1. All-purpose flour - 3 cups
2. Baking powder - 1 teaspoon
3. Salt - ½ teaspoon
4. White sugar - 2 cups
5. Butter, softened - 1 cup
6. Almond extract - 1 teaspoon
7. Eggs - 5
8. Milk - 1 cup
9. Strawberries, hulled and sliced - 1 pint
10. White sugar - 1 cup
11. Cornstarch - ¼ cup
12. Water - 1 tablespoon
13. Chilled heavy cream - 1 cup
14. White sugar - ¼ cup
15. Strawberries, halved for garnish - 4

How to cook deliciously - Frosted Strawberry Shortcake

1. Stage

Preheat oven to 350 degrees F (175 degrees C). Grease and flour an angel food tube pan. In a bowl, whisk together the flour, baking powder, and salt.

2. Stage

In a separate large bowl, beat 2 cups of sugar with the butter and almond extract using an electric mixer on low speed until creamy; beat in the eggs on high speed for 3 minutes, scraping down the side of the bowl a few times. Beat in the flour mixture alternating with about 1/3 cup of milk at a time, and beat until smooth and creamy, 1 to 2 minutes. Pour the batter into the prepared cake pan.

3. Stage

Bake in the preheated oven until the cake is golden brown and set, about 1 hour and 15 minutes. A toothpick inserted into the center of the cake should come out clean. Allow to cool completely.

4. Stage

While cake is cooling, place 1 pint of strawberries and 1 cup of sugar in a saucepan over medium heat, stirring constantly, until the strawberries soften and give up their juice, 5 to 8 minutes.

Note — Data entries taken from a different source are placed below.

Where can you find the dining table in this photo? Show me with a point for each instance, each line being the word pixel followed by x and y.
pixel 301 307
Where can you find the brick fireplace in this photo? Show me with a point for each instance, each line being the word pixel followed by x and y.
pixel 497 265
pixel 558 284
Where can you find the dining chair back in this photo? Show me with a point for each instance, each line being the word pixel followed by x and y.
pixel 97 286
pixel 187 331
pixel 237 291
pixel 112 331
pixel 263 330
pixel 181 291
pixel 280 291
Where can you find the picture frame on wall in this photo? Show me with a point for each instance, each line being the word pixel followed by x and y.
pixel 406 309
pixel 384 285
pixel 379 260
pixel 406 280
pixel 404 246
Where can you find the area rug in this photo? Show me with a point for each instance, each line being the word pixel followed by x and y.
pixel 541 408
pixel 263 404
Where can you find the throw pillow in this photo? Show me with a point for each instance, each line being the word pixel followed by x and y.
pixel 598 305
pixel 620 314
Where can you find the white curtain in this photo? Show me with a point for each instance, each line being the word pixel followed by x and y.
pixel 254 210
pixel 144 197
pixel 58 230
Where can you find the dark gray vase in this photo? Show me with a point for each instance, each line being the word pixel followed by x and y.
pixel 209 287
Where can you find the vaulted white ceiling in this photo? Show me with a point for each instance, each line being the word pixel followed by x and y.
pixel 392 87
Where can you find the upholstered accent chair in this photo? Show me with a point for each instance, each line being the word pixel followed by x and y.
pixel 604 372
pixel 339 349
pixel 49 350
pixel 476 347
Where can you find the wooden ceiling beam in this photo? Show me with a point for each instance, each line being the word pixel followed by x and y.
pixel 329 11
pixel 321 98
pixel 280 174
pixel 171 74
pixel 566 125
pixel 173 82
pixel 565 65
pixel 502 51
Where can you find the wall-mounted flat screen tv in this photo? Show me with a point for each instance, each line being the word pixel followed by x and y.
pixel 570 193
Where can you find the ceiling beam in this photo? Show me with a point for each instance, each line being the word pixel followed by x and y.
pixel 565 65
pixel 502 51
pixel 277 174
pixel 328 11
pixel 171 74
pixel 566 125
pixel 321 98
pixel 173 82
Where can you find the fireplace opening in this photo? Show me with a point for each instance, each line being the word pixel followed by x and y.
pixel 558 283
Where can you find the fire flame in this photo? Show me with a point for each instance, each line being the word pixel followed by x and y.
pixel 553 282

Mix the cornstarch and water in a small bowl, and stir the slurry into the strawberries; bring the filling to a boil, reduce heat to a simmer, and cook, stirring constantly, until thickened, about 2 minutes. Set the filling aside and allow to cool for 5 minutes.

5. Stage

Remove cake from pan, and cut in half horizontally. Place the bottom half of the cake on a serving platter, and spread the slightly warm strawberry filling over the cake. Place the top half of the cake on top of the filling. Chill the cake in the refrigerator until the filling has set, about 1 hour.

6. Stage

Beat the whipped cream in a chilled metal bowl with an electric mixer set on high speed, adding 1/4 cup of sugar gradually, until the cream forms stiff peaks. Spread the whipped cream over the top, sides, and into center hole of the cake; top with halved strawberries for garnish.